Natürlich kommt es selten vor, dass die Opposition einen Kanzler lobt – aber auch im eigenen Lager wird die Unterstützung immer kleiner. In Berlins Hinterzimmern wird diskutiert: Ist Scholz noch der richtige Kanzler-Kandidat für die Bundestagswahl 2025? Sogar an der SPD-Basis hat Scholz keine Mehrheit hinter sich.

Regierung in der Krise

Auch in Brandenburg ist Scholz kein gern gesehener Gast mehr. Dort versucht SPD-Ministerpräsident Dietmar Woidke zu retten, was für die Sozialdemokraten zu retten ist. In zwei Wochen wird gewählt – bis dahin will Woidke den Kanzler nicht mehr in Brandenburg sehen, Schaden abwenden.

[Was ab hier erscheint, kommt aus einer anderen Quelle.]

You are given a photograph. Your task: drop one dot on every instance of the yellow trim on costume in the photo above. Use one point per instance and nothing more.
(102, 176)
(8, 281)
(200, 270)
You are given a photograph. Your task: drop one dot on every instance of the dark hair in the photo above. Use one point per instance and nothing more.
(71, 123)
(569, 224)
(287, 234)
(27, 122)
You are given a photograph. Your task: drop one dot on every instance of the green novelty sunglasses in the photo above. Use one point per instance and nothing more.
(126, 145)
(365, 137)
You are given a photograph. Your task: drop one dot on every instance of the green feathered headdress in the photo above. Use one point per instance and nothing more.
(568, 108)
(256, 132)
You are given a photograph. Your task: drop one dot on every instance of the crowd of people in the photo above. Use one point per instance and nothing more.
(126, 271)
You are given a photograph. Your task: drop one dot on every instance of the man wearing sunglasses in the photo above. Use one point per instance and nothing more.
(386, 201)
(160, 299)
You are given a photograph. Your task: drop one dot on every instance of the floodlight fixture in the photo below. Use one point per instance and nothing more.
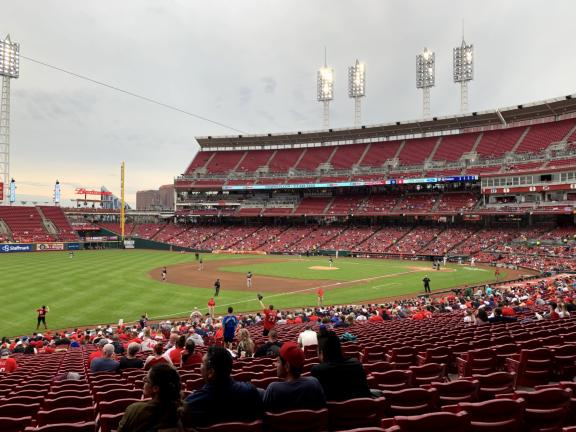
(9, 68)
(9, 58)
(357, 88)
(325, 90)
(463, 70)
(425, 77)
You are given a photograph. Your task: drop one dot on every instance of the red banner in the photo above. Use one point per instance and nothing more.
(82, 191)
(49, 246)
(521, 189)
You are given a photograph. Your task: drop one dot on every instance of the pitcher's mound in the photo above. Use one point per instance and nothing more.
(322, 268)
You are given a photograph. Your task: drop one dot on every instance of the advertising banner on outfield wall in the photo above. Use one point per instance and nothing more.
(41, 247)
(9, 248)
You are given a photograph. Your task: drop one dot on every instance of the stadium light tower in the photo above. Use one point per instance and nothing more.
(425, 77)
(357, 88)
(9, 68)
(463, 70)
(325, 85)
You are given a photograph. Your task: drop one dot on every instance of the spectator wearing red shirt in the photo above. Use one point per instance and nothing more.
(7, 364)
(42, 316)
(507, 310)
(97, 354)
(376, 317)
(211, 306)
(189, 356)
(552, 314)
(320, 293)
(175, 353)
(270, 317)
(157, 358)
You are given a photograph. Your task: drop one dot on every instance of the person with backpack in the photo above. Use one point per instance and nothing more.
(229, 324)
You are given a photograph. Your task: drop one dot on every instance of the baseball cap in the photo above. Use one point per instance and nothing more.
(291, 353)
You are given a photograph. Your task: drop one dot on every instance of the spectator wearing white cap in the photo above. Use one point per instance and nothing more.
(105, 363)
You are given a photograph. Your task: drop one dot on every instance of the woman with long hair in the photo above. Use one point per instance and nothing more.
(157, 358)
(246, 344)
(162, 384)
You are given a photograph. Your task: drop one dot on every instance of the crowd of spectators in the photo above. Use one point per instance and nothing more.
(164, 347)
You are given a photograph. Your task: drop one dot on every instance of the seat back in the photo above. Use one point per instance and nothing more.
(359, 412)
(547, 408)
(428, 373)
(255, 426)
(440, 421)
(72, 415)
(19, 410)
(495, 415)
(403, 357)
(116, 406)
(495, 383)
(14, 424)
(67, 427)
(453, 392)
(297, 420)
(393, 380)
(68, 401)
(414, 401)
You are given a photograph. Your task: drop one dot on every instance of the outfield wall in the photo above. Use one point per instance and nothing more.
(38, 247)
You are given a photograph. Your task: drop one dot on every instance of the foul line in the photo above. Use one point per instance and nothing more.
(291, 292)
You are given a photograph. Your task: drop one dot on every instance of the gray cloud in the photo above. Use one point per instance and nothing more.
(269, 84)
(252, 66)
(245, 95)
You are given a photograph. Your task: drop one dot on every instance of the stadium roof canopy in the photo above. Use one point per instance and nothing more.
(436, 125)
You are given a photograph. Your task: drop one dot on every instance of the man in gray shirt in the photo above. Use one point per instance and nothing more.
(295, 392)
(105, 363)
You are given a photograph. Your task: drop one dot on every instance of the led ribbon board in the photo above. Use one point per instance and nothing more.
(427, 180)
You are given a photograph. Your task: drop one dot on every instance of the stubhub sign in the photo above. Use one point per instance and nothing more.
(7, 248)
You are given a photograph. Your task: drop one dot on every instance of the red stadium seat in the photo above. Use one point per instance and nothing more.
(360, 412)
(255, 426)
(533, 366)
(393, 379)
(444, 421)
(414, 401)
(14, 424)
(428, 373)
(453, 392)
(72, 415)
(297, 421)
(65, 427)
(501, 415)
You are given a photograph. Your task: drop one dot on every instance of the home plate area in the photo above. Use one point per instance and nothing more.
(323, 268)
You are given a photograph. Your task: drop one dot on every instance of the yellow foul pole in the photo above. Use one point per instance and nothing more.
(122, 212)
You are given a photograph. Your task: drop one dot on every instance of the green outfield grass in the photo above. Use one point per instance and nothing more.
(103, 286)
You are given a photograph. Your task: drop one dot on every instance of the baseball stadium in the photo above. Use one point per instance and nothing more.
(403, 275)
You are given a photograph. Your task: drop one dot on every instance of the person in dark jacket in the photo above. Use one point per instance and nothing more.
(342, 378)
(222, 399)
(162, 384)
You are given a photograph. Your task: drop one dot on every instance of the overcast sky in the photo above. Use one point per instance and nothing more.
(250, 64)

Scholz und seine Regierung stecken in einer existenziellen Krise. Die Wirtschaft schwächelt, sogar Volkswagen, die Migration macht fast drei Vierteln der Menschen Angst. In vielen Politikfeldern kann Scholz’ Ampel-Regierung keine Lösungen mehr präsentieren – sondern nur Streit und gegenseitige Vorwürfe.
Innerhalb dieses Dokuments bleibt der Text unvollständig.